Gerechtshof 's-Hertogenbosch, 24-01-2013, BZ2891, 11-00672
Gerechtshof 's-Hertogenbosch, 24-01-2013, BZ2891, 11-00672
Gegevens
- Instantie
- Gerechtshof 's-Hertogenbosch
- Datum uitspraak
- 24 januari 2013
- Datum publicatie
- 4 maart 2013
- ECLI
- ECLI:NL:GHSHE:2013:BZ2891
- Formele relaties
- Eerste aanleg: ECLI:NL:RBBRE:2011:BU1746, Bekrachtiging/bevestiging
- Zaaknummer
- 11-00672
Inhoudsindicatie
Foutenleer. Waardering rechten ter zake van vastgoedprojecten en -studies. In het kader van transacties tussen twee onafhankelijke derden/natuurlijke personen worden rechten ter zake van vastgoedprojecten en -studies overgedragen tussen door die natuurlijke personen beheerste vennootschappen. Aan die projecten wordt door deze natuurlijke personen, namens de betrokken vennootschappen, een waarde van nihil toegekend. Belanghebbende is de moedermaatschappij van een fiscale eenheid waartoe de vennootschap behoort die de bedoelde rechten heeft verkregen. Zij betoogt dat de waarde van die rechten met toepassing van de foutenleer moet worden gesteld op ten minste het bedrag aan ter zake van die rechten ontvangen bedragen in het onderhavige jaar. Het Hof oordeelt dat belanghebbende daartoe allereerst aannemelijk dient te maken dat en in hoeverre het in het onderhavige jaar ontvangen bedrag betrekking heeft op de periode vóór de overdracht van de rechten aan de fiscale eenheid. Belanghebbende heeft daartoe volgens het Hof onvoldoende bewijs geleverd. Het hoger beroep is vergeefs voorgesteld. Het Hof bevestigt de uitspraak van de Rechtbank.
Uitspraak
GERECHTSHOF 's-HERTOGENBOSCH
Sector belastingrecht
Meervoudige Belastingkamer
Kenmerk: 11/00672
Uitspraak op het hoger beroep van
X B.V.,
gevestigd te Y,
hierna: belanghebbende,
tegen de uitspraak van de Rechtbank Breda (hierna: de Rechtbank) van 7 september 2011, nummer AWB 10/2885, in het geding tussen
belanghebbende
en
de inspecteur van de Belastingdienst/Limburg,
hierna: de Inspecteur,
betreffende na te noemen navorderingsaanslag.

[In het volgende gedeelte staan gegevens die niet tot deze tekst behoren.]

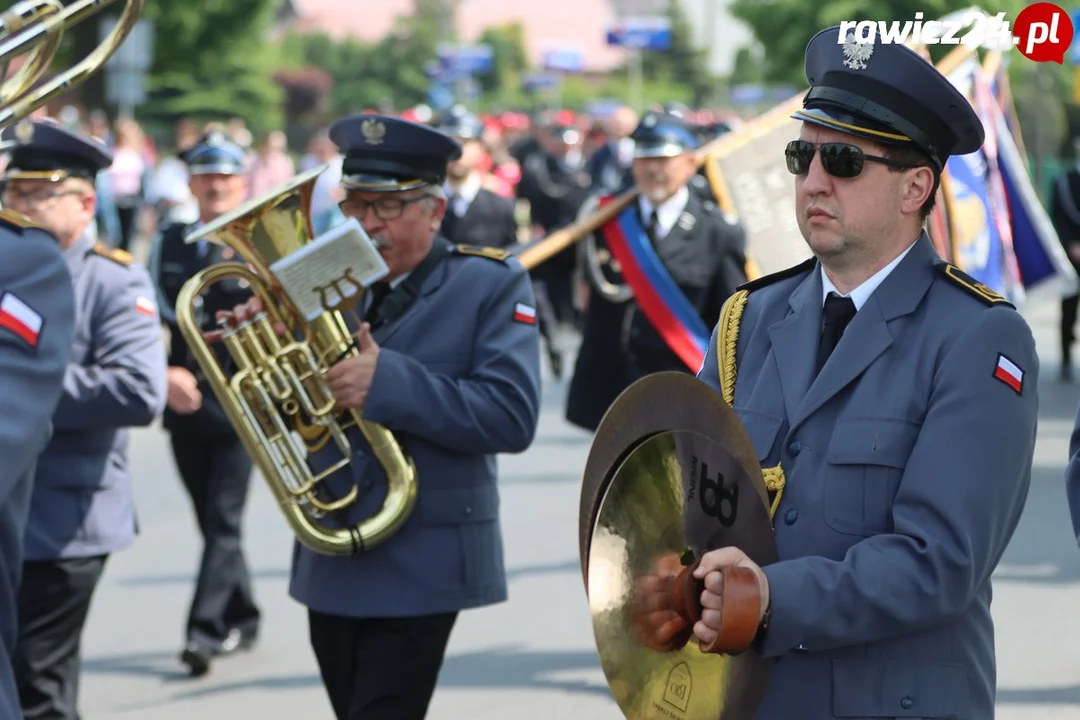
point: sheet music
(332, 269)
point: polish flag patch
(1010, 374)
(524, 313)
(21, 318)
(146, 307)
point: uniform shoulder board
(115, 254)
(777, 276)
(972, 286)
(484, 252)
(16, 220)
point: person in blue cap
(37, 330)
(702, 253)
(212, 461)
(896, 401)
(474, 215)
(448, 360)
(82, 508)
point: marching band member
(698, 253)
(898, 397)
(37, 329)
(210, 456)
(82, 508)
(449, 362)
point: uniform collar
(861, 294)
(76, 255)
(667, 212)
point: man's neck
(849, 275)
(458, 182)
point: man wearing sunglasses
(448, 360)
(82, 508)
(896, 396)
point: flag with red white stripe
(21, 318)
(146, 307)
(524, 313)
(1010, 374)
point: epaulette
(971, 285)
(115, 254)
(16, 220)
(484, 252)
(779, 275)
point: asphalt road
(534, 656)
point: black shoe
(237, 640)
(197, 657)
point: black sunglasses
(838, 159)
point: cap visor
(665, 150)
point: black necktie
(379, 293)
(653, 228)
(836, 315)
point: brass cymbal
(672, 475)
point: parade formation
(795, 487)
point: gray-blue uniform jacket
(82, 502)
(37, 326)
(906, 463)
(457, 382)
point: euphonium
(277, 388)
(38, 26)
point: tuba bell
(274, 393)
(38, 26)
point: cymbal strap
(740, 613)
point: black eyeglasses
(386, 208)
(838, 159)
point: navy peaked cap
(458, 122)
(383, 153)
(214, 154)
(663, 135)
(44, 150)
(886, 93)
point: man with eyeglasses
(82, 505)
(448, 360)
(208, 453)
(37, 329)
(898, 399)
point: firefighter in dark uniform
(1065, 215)
(211, 459)
(474, 215)
(702, 249)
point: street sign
(640, 34)
(467, 60)
(532, 83)
(563, 59)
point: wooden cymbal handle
(740, 613)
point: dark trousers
(1068, 326)
(380, 668)
(53, 602)
(216, 471)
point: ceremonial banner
(657, 295)
(1044, 270)
(980, 233)
(748, 176)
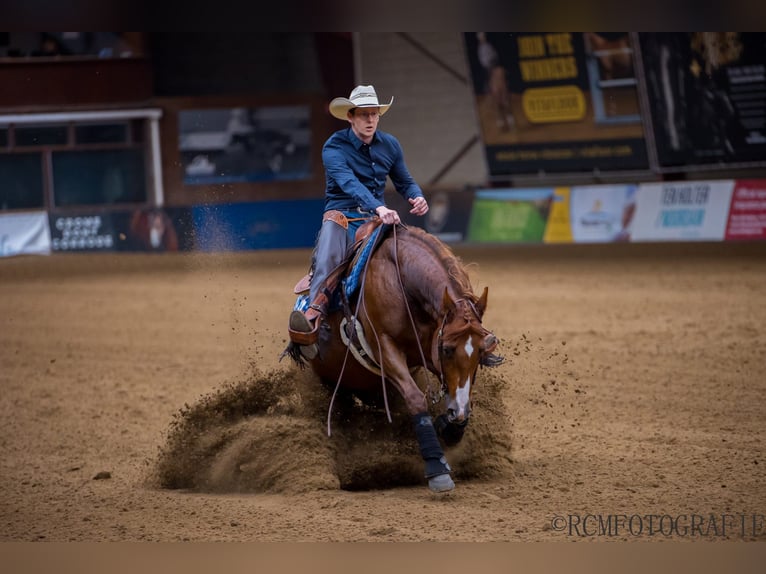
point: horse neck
(426, 270)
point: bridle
(437, 347)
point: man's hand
(419, 206)
(387, 215)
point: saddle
(353, 262)
(343, 283)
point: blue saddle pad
(351, 283)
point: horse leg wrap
(451, 432)
(430, 449)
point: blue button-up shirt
(356, 172)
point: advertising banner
(747, 214)
(683, 211)
(86, 232)
(24, 233)
(509, 215)
(591, 214)
(262, 225)
(142, 229)
(231, 145)
(556, 102)
(447, 217)
(706, 96)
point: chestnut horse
(416, 308)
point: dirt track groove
(635, 384)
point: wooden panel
(29, 84)
(179, 194)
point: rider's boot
(303, 327)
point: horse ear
(481, 304)
(447, 303)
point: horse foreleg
(450, 431)
(437, 470)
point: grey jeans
(331, 247)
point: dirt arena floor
(141, 399)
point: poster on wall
(509, 215)
(24, 234)
(747, 214)
(447, 216)
(591, 214)
(706, 96)
(556, 102)
(235, 145)
(683, 211)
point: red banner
(747, 213)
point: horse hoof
(309, 352)
(441, 483)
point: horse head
(462, 344)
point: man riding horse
(415, 306)
(357, 161)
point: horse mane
(452, 263)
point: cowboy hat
(361, 97)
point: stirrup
(303, 333)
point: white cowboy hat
(361, 97)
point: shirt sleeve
(337, 168)
(400, 176)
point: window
(21, 181)
(35, 136)
(98, 177)
(77, 159)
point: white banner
(682, 211)
(601, 213)
(25, 233)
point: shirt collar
(357, 143)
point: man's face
(364, 122)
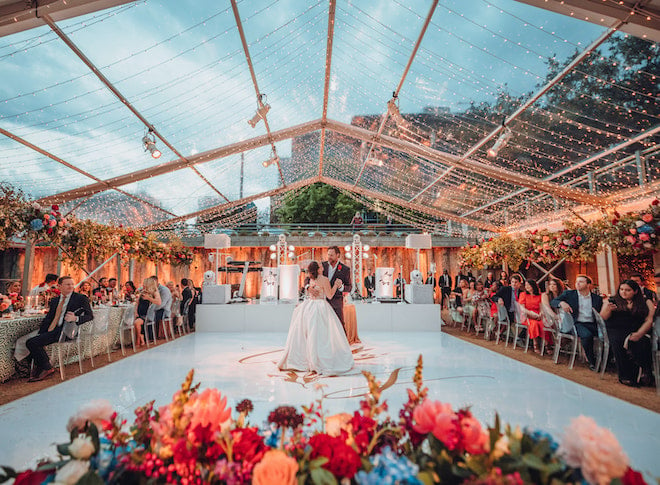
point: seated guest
(580, 303)
(14, 293)
(648, 294)
(147, 295)
(102, 290)
(67, 307)
(629, 318)
(530, 301)
(85, 289)
(48, 283)
(129, 291)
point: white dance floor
(242, 365)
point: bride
(316, 340)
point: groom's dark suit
(342, 273)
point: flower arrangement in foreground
(197, 439)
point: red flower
(343, 461)
(631, 477)
(248, 446)
(29, 477)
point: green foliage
(318, 203)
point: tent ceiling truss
(453, 162)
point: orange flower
(276, 468)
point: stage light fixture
(149, 144)
(501, 142)
(273, 159)
(262, 110)
(394, 112)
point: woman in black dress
(149, 294)
(629, 316)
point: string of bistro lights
(413, 186)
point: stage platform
(371, 317)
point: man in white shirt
(49, 282)
(580, 303)
(68, 307)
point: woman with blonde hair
(148, 295)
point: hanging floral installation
(630, 234)
(20, 218)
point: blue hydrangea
(271, 436)
(538, 435)
(389, 469)
(36, 224)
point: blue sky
(181, 64)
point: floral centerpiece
(198, 439)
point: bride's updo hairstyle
(313, 269)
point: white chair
(518, 326)
(549, 320)
(65, 342)
(569, 334)
(127, 325)
(100, 327)
(603, 342)
(502, 321)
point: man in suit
(648, 294)
(370, 284)
(509, 296)
(580, 303)
(445, 288)
(68, 307)
(334, 270)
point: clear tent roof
(78, 96)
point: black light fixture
(149, 143)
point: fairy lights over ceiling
(179, 71)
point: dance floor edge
(242, 365)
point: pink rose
(439, 419)
(475, 439)
(275, 468)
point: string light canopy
(400, 107)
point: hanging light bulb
(149, 144)
(262, 110)
(501, 142)
(273, 159)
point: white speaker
(217, 241)
(418, 241)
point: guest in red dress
(530, 300)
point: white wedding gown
(316, 340)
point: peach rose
(275, 468)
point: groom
(335, 270)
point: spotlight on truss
(394, 112)
(262, 110)
(273, 159)
(501, 142)
(149, 143)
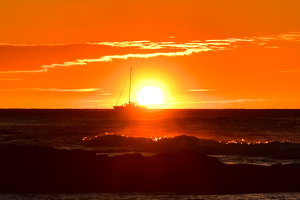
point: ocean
(261, 137)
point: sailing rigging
(130, 106)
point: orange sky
(202, 54)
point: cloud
(225, 101)
(135, 49)
(52, 90)
(200, 90)
(10, 79)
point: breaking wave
(275, 149)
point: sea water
(261, 137)
(148, 196)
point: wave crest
(276, 149)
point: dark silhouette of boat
(130, 107)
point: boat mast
(130, 84)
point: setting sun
(150, 95)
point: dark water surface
(234, 136)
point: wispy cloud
(10, 79)
(200, 90)
(51, 90)
(225, 101)
(165, 48)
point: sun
(150, 95)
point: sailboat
(130, 107)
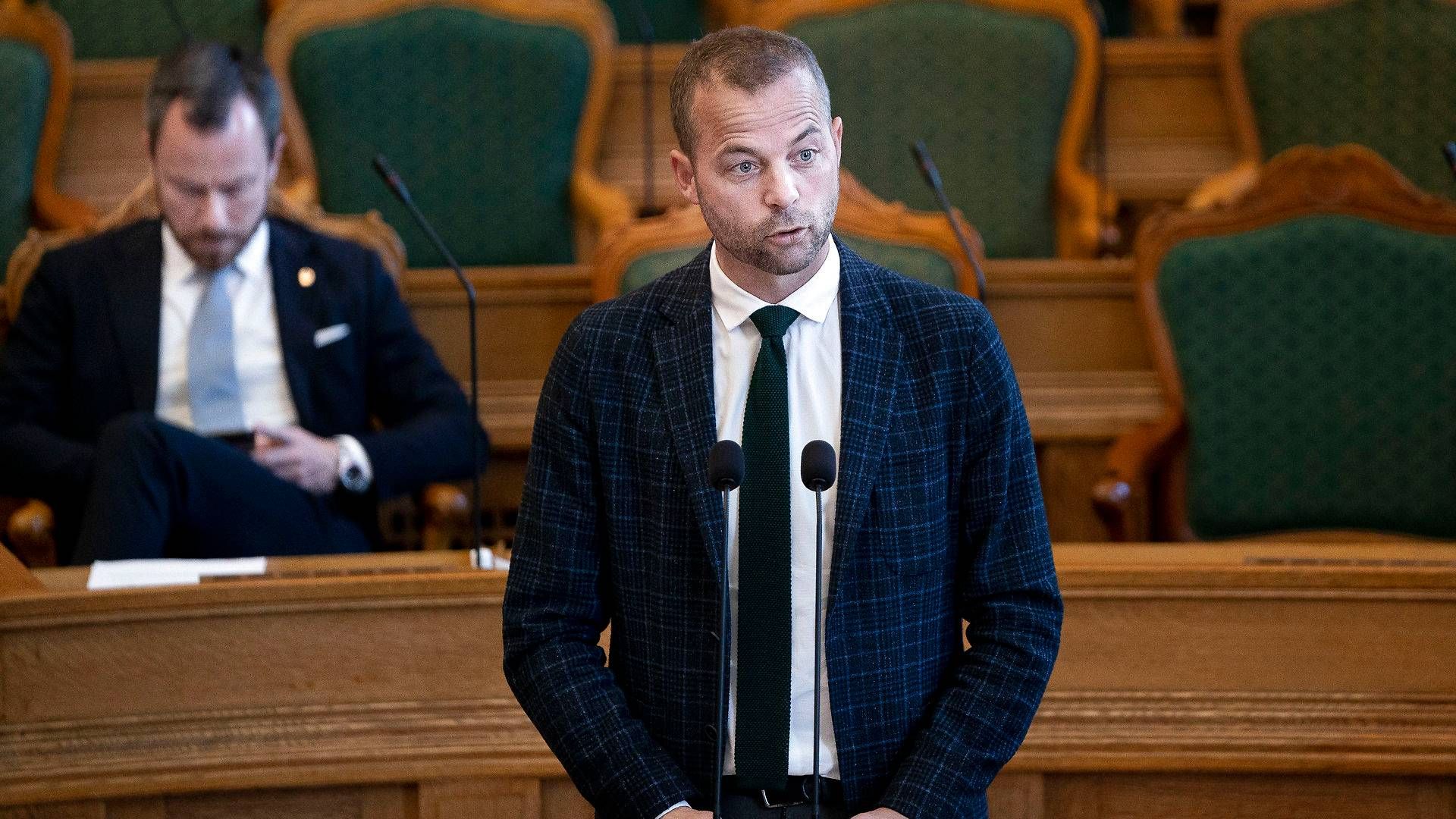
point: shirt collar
(253, 260)
(811, 300)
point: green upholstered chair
(1331, 72)
(491, 110)
(36, 63)
(1305, 340)
(673, 20)
(916, 243)
(1002, 93)
(115, 30)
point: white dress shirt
(814, 369)
(256, 350)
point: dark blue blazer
(940, 519)
(83, 350)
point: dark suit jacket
(940, 519)
(83, 350)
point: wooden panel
(472, 799)
(1223, 798)
(1194, 679)
(1166, 123)
(563, 800)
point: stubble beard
(750, 245)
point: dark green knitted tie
(764, 624)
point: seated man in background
(209, 384)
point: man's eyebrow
(805, 133)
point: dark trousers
(159, 490)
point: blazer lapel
(682, 353)
(294, 305)
(871, 354)
(134, 290)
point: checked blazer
(940, 521)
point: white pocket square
(329, 335)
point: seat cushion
(1370, 72)
(1318, 360)
(478, 114)
(986, 89)
(109, 30)
(25, 88)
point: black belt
(797, 790)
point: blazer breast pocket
(329, 335)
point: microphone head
(927, 165)
(397, 186)
(817, 465)
(726, 465)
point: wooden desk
(1241, 679)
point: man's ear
(275, 159)
(683, 175)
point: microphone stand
(932, 178)
(402, 194)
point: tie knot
(774, 321)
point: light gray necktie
(212, 373)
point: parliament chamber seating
(30, 528)
(491, 111)
(1305, 343)
(1008, 142)
(1332, 72)
(921, 245)
(36, 93)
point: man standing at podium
(778, 334)
(209, 384)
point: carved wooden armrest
(601, 203)
(1225, 187)
(31, 532)
(1128, 463)
(444, 516)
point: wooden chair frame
(1237, 18)
(1079, 215)
(47, 33)
(859, 212)
(30, 528)
(1304, 181)
(593, 200)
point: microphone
(932, 178)
(397, 186)
(648, 36)
(724, 474)
(817, 469)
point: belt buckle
(769, 803)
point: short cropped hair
(745, 57)
(209, 76)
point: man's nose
(781, 190)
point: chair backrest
(1331, 72)
(367, 229)
(115, 30)
(1001, 91)
(1308, 337)
(490, 110)
(921, 245)
(673, 20)
(36, 88)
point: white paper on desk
(171, 572)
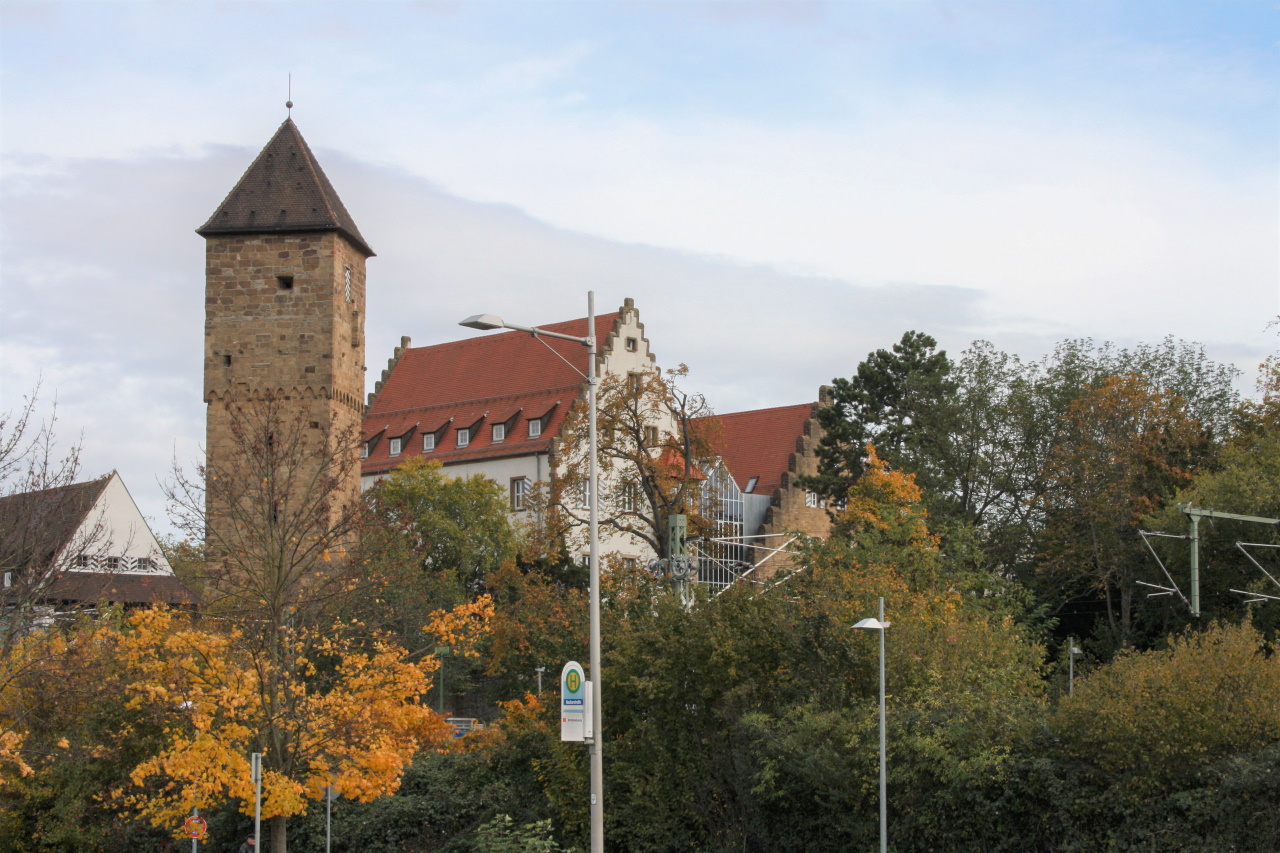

1. Ontstaan en loop van het geding
1.1. Aan belanghebbende is onder aanslagnummer 0000.00.000.V.27.0112 over het jaar 2002 een navorderingsaanslag in de vennootschapsbelasting opgelegd, berekend naar een belastbaar bedrag van € 101.968.
Na daartegen gemaakt bezwaar heeft de Inspecteur bij uitspraak de navorderingsaanslag gehandhaafd.
1.2. Belanghebbende is van deze uitspraak in beroep gekomen bij de Rechtbank. Ter zake van dit beroep heeft de griffier van de Rechtbank van belanghebbende een griffierecht geheven van € 298. De Rechtbank heeft het beroep ongegrond verklaard.
1.3. Tegen de uitspraak van de Rechtbank heeft belanghebbende hoger beroep ingesteld bij het Hof. Ter zake van dit beroep heeft de griffier van belanghebbende een griffierecht geheven van € 454.
De Inspecteur heeft een verweerschrift ingediend.
1.4. Op grond van artikel 8:58 van de Algemene wet bestuursrecht heeft belanghebbende vóór de zitting nadere stukken ingediend. Deze stukken zijn in afschrift verstrekt aan de wederpartij.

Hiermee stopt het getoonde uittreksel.